Grantee: National Concrete Masonry Association
Principle Investigator: Nick Lang
Year: 2021
Project Number: 2021.022
Status: COMPLETED

Engaging future designers to use concrete masonry exposes them to the solutions member products offer. This project leverages support from other concrete industry groups to expand student outreach.

Background:

Architects consider a number of factors when selecting materials for the projects they are designing. They evaluate factors including cost, aesthetics, client needs, and their own familiarity with the materials and building systems under consideration. It is during their time in architecture school and early in their careers that architects develop much of what they understand about building construction. In many cases those early influences define their approach to material selection for years to come.

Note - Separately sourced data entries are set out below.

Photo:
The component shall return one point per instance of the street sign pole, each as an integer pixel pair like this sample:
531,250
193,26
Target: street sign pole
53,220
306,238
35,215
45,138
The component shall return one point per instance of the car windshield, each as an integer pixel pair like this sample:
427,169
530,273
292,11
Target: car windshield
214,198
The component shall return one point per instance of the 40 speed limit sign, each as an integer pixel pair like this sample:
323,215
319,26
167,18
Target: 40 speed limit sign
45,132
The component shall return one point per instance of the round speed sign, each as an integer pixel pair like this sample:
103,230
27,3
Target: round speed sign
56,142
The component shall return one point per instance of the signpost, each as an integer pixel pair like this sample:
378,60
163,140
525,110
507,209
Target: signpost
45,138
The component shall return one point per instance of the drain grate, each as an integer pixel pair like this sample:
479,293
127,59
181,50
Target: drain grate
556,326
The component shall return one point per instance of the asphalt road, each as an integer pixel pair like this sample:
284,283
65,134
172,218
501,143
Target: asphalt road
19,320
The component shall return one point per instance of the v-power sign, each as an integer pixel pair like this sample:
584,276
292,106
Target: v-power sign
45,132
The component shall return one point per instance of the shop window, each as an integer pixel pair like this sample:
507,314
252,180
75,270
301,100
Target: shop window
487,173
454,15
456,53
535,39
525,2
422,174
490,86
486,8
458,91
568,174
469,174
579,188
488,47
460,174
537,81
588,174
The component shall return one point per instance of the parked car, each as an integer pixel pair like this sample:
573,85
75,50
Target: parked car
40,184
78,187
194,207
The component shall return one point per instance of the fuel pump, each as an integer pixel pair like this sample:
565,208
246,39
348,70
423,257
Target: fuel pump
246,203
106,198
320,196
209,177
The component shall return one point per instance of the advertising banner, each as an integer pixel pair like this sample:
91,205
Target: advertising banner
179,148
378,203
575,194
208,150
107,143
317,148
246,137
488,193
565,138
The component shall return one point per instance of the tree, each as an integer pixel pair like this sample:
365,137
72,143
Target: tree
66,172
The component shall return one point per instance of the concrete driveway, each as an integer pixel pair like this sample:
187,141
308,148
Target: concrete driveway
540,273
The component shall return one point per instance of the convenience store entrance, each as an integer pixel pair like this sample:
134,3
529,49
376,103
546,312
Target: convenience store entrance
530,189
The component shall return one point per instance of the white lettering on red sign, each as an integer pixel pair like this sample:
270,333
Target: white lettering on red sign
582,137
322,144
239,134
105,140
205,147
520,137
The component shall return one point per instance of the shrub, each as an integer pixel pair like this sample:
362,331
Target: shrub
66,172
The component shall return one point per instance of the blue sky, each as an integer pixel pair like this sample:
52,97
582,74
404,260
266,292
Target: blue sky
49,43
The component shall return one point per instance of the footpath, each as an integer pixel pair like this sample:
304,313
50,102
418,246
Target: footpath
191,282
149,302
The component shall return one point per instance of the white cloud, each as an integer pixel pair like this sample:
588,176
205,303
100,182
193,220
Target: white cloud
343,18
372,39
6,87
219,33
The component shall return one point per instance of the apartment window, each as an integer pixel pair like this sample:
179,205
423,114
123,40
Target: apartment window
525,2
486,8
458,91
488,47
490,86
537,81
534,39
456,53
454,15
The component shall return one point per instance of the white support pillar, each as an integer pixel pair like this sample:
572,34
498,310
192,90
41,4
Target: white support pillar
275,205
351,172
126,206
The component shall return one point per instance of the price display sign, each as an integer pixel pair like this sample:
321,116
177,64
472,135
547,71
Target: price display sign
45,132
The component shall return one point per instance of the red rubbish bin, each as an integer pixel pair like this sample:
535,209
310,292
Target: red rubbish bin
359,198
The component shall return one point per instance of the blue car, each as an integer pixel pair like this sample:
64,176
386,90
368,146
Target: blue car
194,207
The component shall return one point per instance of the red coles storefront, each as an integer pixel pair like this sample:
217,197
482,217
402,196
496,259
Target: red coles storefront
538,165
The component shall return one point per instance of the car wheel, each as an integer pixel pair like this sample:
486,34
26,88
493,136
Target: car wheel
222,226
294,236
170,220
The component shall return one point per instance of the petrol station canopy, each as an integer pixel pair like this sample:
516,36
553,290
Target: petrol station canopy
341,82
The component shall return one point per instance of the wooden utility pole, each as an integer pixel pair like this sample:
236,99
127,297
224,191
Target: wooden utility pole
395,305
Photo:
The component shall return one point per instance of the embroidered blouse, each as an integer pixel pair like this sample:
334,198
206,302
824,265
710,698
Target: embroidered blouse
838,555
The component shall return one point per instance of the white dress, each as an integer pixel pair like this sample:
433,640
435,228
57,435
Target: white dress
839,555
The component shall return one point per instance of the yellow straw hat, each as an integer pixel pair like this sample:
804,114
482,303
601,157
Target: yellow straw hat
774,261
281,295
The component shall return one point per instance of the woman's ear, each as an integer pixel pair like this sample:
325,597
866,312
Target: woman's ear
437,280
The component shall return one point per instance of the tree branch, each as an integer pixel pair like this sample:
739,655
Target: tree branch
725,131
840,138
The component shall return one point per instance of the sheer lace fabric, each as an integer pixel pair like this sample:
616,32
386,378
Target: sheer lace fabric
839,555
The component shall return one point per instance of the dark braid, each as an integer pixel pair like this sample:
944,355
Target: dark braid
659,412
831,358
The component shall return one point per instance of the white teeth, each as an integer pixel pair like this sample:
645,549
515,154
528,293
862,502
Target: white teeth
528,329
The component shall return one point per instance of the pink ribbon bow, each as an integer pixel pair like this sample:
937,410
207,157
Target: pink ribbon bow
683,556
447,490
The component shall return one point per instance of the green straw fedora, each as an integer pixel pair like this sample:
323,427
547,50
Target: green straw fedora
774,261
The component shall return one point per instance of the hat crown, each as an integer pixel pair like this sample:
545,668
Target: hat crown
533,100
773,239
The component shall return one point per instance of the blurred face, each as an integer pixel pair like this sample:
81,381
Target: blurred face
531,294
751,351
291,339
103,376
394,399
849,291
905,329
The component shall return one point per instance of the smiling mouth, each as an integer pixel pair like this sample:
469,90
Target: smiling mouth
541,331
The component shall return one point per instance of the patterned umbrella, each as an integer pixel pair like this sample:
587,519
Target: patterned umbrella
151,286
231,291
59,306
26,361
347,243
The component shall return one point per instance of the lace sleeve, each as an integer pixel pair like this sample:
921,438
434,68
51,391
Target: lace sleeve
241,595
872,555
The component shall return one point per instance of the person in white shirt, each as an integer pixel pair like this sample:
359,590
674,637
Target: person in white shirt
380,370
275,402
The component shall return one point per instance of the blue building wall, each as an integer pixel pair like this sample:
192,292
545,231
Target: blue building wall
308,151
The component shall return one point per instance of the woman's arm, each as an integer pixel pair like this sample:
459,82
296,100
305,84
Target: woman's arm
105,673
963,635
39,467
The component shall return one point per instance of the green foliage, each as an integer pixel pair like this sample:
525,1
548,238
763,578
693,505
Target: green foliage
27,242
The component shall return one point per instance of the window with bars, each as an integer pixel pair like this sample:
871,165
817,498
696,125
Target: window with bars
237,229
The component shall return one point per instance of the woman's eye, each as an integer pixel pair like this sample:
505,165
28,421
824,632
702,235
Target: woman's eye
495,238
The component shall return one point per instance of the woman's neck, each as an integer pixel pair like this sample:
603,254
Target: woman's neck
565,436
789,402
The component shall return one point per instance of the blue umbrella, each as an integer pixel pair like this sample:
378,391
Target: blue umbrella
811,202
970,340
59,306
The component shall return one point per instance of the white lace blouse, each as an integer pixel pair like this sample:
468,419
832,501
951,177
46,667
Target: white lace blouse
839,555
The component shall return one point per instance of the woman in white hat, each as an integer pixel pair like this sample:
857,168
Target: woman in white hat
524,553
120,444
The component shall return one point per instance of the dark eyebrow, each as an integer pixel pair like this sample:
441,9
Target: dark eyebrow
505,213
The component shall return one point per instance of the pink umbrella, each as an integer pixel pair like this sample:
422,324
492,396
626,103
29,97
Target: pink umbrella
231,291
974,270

Frequently in architectural education there is little more than a cursory discussion regarding the use of concrete in building design and construction. Most often wood frame construction details are used to explain the “best” approach to housing design. More recently, faculty at these schools are energetically promoting mass timber as an eco-friendly alternative to concrete for larger structures. As a result, new graduates from schools of architecture are indoctrinated into a language of building that is wood-centric. As young architects enter the workforce today, they are fed a steady diet of trendy wood projects in design magazines and trade journals. Today, concrete building systems are often ignored when it comes to design awards. What’s more, the topic of embodied carbon as it is currently discussed paints concrete as the enemy of well intentioned, young architects and architecture students. The concrete industry must address this shortfall in the education of architects if the industry hopes to increase its influence on the next generation of design leaders.

The Association of Collegiate Schools of Architecture (ACSA) is an international association of architecture schools preparing future architects, designers, and change agents. In addition to other activities, they facilitate several national architectural design competitions annually, including those sponsored by the wood and steel industries. They are a good conduit to architecture schools and will provide broad distribution of both the competition to generate entries as well as promote the result to the universities and the design community.

Program Details:

This project will develop and implement a design and construction competition in collaboration with its partners to include Habitat for Humanity International (HFHI) and the Association of Collegiate Schools of Architecture (ACSA). Students from US schools of architecture who are sponsored by a faculty member at their school may submit designs in a national, juried competition for new, Net Zero Ready and Resilient homes constructed using concrete.

Further, the intention for the competition is that some of the winning designs will be considered for further development and construction by Habitat for Humanity affiliates in select markets in 2022.

The NCMA Foundation is participating in this project with consortium of concrete industry groups, including Build with Strength, the RMC Research & Education Foundation, the National Stone, Sand and Gravel Association, the Concrete Reinforcing Steel Institute, and the American Concrete Pumping Association.